Roadmap — The Recursive Advantage

The system improves the system

This is the direction, not the current state. The foundation is built — setup, execution, review, and shipping all work today. What comes next is the feedback loop:

Which plans survived adversarial review unchanged? Those patterns should become defaults. Which execution steps needed human correction? Those should trigger new quality rules. Which specialist agents were most useful? Those should get refined. Which were never invoked? Those should get pruned.

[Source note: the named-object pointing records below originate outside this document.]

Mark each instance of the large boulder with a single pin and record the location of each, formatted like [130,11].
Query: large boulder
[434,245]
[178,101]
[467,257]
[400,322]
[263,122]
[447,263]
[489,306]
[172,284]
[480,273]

Today, the setup process can be re-run to incorporate new codebase changes and reconcile with user customizations. The longer-term vision is fully autonomous improvement — the system observing its own outcomes and tuning itself. That's the compound advantage that ad-hoc prompting can never match.

The Bigger Picture

This framework isn't about making AI do tasks faster. It's about encoding how expert work actually happens — the decomposition, the specialist review, the quality gates, the institutional knowledge — into a repeatable system. The AI is the execution engine. The framework is the engineering discipline. Together, they turn a single sentence of human intent into a production-ready deliverable, regardless of domain.